Compose retrieval_context = join(formatted_context_list) # Merge snippets into one block
Build final_prompt: # Instruct Llama to answer using the retrieved context
system: “Use ONLY the following context to
answer questions about food and restaurants.”
context: retrieval_context
user: raw_user_input
Send final_prompt to Llama # Ask for a tailored response
Receive final_response from Llama # Llama generates answer
Return final_response # Send back to user
Close Pinecone connection # Clean up resources
- The main function here is processing of the user query by running through the steps sequentially: checking query relevance, converting to embeddings, searching the vector database, and generating a response.

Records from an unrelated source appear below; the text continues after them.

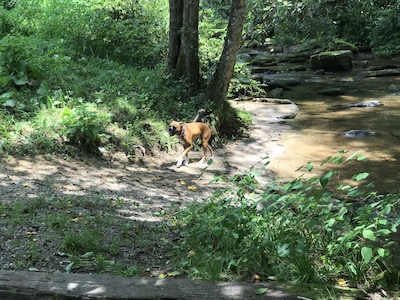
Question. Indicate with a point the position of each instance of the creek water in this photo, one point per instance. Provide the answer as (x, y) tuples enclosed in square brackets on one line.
[(317, 131)]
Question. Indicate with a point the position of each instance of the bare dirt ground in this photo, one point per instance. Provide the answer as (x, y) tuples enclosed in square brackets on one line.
[(145, 189), (153, 184)]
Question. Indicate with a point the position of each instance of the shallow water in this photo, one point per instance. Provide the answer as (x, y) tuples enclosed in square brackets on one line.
[(317, 132)]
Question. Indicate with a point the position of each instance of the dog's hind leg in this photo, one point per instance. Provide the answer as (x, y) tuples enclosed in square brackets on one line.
[(184, 157)]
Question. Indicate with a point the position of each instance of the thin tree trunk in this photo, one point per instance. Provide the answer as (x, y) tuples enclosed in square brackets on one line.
[(184, 40), (175, 24), (217, 90)]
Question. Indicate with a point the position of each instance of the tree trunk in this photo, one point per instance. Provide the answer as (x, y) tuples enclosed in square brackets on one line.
[(217, 90), (226, 120), (184, 40)]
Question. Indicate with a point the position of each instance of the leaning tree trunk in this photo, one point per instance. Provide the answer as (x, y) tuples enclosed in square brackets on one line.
[(184, 40), (217, 89)]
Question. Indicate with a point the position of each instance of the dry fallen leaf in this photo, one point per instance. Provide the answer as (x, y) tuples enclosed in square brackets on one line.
[(192, 188)]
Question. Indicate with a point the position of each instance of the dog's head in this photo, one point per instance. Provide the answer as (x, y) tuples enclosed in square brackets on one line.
[(174, 128)]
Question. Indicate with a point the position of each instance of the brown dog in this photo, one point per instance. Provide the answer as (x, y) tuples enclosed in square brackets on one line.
[(188, 133)]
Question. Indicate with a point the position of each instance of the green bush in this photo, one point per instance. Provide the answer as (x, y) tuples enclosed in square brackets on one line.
[(84, 125), (385, 32), (301, 231)]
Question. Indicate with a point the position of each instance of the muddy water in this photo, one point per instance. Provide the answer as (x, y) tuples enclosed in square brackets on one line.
[(316, 133)]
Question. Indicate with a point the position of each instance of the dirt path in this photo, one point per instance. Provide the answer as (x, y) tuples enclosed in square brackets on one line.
[(155, 184)]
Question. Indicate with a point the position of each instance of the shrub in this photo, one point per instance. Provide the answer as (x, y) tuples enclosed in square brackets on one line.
[(299, 231), (385, 32), (84, 125)]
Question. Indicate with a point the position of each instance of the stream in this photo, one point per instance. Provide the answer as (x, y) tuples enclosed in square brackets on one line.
[(317, 131)]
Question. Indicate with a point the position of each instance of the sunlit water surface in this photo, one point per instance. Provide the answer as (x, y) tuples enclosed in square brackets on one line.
[(317, 131)]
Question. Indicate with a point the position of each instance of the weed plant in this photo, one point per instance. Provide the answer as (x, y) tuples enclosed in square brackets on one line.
[(305, 230), (78, 234)]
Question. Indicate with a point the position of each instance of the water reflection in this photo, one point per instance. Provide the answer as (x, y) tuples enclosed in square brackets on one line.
[(317, 131)]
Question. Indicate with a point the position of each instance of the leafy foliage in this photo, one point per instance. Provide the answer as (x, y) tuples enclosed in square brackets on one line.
[(300, 231)]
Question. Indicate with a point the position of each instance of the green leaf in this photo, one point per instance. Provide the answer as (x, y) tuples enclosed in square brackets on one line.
[(261, 291), (383, 252), (324, 180), (361, 157), (366, 253), (9, 103), (369, 234), (360, 176), (69, 267)]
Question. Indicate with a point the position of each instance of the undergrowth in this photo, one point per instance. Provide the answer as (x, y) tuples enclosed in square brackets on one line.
[(312, 230)]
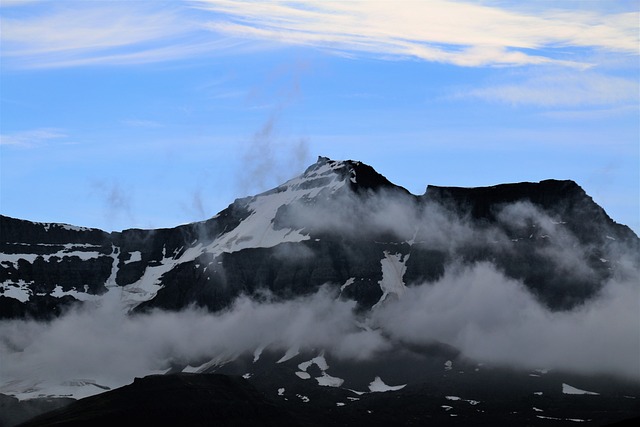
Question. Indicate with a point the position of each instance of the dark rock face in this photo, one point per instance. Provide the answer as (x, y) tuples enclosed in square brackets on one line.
[(274, 397), (172, 400), (333, 224)]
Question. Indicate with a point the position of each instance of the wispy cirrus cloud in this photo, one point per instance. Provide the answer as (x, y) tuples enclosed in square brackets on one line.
[(67, 34), (464, 34), (31, 138)]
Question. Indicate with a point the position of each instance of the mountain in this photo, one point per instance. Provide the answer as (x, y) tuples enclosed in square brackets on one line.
[(170, 400), (337, 295), (333, 224)]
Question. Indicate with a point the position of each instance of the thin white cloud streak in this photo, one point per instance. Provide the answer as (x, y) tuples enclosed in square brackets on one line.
[(560, 89), (31, 138), (117, 34), (441, 31), (87, 33)]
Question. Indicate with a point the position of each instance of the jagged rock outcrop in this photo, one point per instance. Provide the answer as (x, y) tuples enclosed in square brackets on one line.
[(339, 223)]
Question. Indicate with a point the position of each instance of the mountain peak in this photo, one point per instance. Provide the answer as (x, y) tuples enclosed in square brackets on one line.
[(360, 176)]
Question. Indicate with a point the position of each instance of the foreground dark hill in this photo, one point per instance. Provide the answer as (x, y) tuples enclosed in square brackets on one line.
[(343, 299), (220, 400), (173, 400), (339, 223)]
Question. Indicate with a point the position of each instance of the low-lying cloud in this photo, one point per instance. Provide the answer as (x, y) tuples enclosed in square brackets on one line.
[(487, 316)]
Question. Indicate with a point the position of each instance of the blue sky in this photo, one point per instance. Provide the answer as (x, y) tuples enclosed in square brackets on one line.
[(121, 114)]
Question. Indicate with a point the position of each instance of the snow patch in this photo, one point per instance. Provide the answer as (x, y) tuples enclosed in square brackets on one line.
[(134, 256), (80, 296), (17, 290), (567, 389), (324, 380), (471, 402), (377, 385), (393, 269), (291, 353)]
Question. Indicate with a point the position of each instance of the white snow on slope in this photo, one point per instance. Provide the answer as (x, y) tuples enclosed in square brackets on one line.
[(135, 256), (377, 385), (323, 380), (58, 292), (471, 402), (18, 290), (393, 269), (567, 389), (291, 353)]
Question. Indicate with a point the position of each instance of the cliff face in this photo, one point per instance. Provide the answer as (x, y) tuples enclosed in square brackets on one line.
[(340, 223)]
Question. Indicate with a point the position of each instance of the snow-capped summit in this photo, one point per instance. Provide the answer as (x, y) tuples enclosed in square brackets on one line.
[(339, 223)]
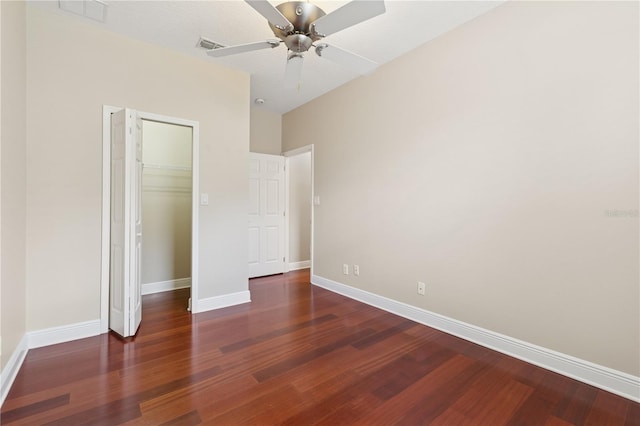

Before running the chatbot, make sure you have the following installed:
- Python 3.12.9
- Streamlit: For creating the web interface.
- Dependencies: The project relies on certain Python libraries. These should be installed via a requirements file.
- Clone this repository to your local machine:
git clone "https://github.com/Sarthacker/DineBot.git"
cd DineBot
- Create and Activate a Virtual Environment (Optional)
python -m venv venv
source venv/bin/activate # On Windows, use `venv\Scripts\activate`
- Install the Required Dependencies
pip install -r requirements.txt
- Run the Streamlit Application
streamlit run app.py
- After running the command, Streamlit will start a local server. Open the URL provided in the terminal, usually
http://localhost:8501/
in your browser to access the chatbot.